Abridge, a generative AI platform for clinical conversations, announced it raised a $250 million Series D investment.
The round was co-led by Elad Gil and IVP, with participation from Bessemer Venture Partners, California Health Care Foundation, CapitalG, CVS Health Ventures, K. Ventures, Lightspeed Venture Partners, NVentures (NVIDIA’s venture capital arm), Redpoint Ventures, Spark Capital and SV Angel.
WHAT IT DOES
Abridge’s enterprise-grade AI platform converts medical conversations into clinically functional and billable documentation at the point of care with the aim of reducing administrative burden and clinician burnout while improving the patient experience.

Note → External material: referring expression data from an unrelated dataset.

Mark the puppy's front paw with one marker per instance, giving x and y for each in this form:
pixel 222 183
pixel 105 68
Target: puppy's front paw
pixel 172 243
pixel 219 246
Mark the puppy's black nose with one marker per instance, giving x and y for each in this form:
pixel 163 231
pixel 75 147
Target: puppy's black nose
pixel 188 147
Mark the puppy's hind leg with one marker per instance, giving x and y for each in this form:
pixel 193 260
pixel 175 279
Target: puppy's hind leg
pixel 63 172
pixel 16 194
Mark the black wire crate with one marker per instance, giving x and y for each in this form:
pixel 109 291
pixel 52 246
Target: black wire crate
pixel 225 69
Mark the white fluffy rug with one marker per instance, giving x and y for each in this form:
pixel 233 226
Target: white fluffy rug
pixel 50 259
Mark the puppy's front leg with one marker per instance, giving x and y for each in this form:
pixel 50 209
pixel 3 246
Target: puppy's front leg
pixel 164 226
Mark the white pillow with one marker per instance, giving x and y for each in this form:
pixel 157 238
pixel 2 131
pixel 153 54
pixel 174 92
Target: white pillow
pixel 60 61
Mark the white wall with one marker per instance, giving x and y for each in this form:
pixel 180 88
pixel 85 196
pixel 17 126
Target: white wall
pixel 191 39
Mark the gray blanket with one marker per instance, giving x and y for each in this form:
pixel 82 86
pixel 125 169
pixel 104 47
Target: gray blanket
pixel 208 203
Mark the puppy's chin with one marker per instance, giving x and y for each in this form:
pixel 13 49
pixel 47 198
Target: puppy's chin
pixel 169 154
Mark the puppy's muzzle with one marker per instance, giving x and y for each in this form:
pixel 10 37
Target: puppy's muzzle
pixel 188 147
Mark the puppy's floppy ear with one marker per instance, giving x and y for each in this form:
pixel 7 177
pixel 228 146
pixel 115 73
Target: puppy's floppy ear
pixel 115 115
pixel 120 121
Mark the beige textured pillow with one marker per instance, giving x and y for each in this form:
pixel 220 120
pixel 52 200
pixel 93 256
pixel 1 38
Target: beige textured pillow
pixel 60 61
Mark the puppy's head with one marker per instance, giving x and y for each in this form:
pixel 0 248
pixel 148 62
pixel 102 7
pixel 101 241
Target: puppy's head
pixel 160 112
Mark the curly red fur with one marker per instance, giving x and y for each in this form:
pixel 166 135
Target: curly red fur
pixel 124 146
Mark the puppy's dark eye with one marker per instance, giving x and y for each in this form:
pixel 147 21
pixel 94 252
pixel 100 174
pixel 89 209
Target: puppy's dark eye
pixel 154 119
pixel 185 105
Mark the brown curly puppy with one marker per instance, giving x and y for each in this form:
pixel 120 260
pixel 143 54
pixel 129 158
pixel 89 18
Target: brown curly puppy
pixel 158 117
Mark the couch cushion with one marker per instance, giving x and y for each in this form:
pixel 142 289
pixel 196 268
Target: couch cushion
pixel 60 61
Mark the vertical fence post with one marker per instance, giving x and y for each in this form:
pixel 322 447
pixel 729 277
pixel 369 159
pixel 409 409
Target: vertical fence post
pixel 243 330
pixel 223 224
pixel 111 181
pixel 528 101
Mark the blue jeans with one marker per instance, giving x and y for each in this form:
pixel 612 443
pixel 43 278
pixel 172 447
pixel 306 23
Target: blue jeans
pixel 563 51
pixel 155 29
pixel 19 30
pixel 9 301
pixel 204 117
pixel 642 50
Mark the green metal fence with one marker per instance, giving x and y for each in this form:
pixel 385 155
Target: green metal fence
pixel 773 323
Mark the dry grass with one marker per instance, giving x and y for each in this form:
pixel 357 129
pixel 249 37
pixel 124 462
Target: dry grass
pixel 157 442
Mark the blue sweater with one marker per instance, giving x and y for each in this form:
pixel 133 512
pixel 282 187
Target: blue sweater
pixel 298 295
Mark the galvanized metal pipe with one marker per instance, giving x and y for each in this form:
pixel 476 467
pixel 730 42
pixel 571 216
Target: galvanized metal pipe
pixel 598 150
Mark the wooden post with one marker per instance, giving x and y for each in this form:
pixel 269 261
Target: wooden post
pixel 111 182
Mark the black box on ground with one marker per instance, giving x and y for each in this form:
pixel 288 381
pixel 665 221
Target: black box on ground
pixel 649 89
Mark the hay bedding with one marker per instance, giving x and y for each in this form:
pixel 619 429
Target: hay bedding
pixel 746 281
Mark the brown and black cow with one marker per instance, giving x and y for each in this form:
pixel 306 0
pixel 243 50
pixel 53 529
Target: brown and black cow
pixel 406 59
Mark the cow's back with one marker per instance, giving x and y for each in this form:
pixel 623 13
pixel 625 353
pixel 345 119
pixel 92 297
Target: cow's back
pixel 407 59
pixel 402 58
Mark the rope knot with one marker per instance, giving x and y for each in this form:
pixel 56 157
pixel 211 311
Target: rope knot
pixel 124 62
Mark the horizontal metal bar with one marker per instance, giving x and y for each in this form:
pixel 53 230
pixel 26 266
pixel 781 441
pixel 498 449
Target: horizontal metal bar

With EHR integration, support for 28-plus languages and 50-plus specialties, Abridge is used across a wide range of care settings, including outpatient, emergency department and inpatient.
The funds will be used to fuel the development of the company’s AI capabilities and commercial growth to support wider applications.
According to the company, generating comprehensive, billable notes that support proper claims at the point of care “creates administrative efficiencies, reducing costs and freeing doctors to focus more on patient care.”
“The Abridge Contextual Reasoning Engine helps us concentrate more value into our core documentation offering, integrating system and revenue cycle requirements into a sophisticated and orchestrated system of AI models,” Dr. Shiv Rao, Abridge CEO and founder, said in a statement.
“We aspire to serve our health system partners for the decades to come. This investment supports that aspiration, as well as the core research and development that differentiates our approach.”
MARKET SNAPSHOT
Last year, Abridge, Epic and the Mayo Clinic partnered to create a genAI documentation platform that integrates Abridge’s tools into Epic’s EHR for Mayo Clinic nurses.
The tool can also send notes back to EHRs and integrate with telehealth services. The companies will combine Abridge’s AI technology, Epic’s development expertise and Mayo Clinic’s nursing practice knowledge to create the genAI ambient documentation workflow tool.
Abridge also announced a partnership last year with Northern California-based healthcare system Sutter Health. The alliance makes Abridge’s clinical documentation software available to Sutter clinicians.
The software will be directly embedded into Sutter’s Epic EMR system. The aim of the Abridge-Sutter partnership is to reduce provider burnout while improving patient experiences.
Other companies in the AI medical documentation space include Augmedix, a wholly owned subsidiary of Commure, which in January was awarded a contract with Vizient for Augmedix’s AI suite.
Corti is another clinical documentation company. Lars Maaløe, chief technology officer and cofounder of Corti, joined HIMSS TV to discuss the company’s provider-facing AI technology, which can help with clinical documentation by providing real-time feedback while listening to healthcare communications.
In 2023, Teladoc Health expanded its collaboration with Microsoft to integrate the tech giant’s AI solutions into its platform that allows providers to automate clinical documentation creation during virtual exams.
The virtual care company integrated Microsoft Azure OpenAI Service, Azure Cognitive Services, and conversational and ambient clinical documentation solution Nuance Dragon Ambient eXperience (DAX) into Teladoc Health Solo. Solo is an enterprise platform that can be integrated into existing IT systems to offer virtual care.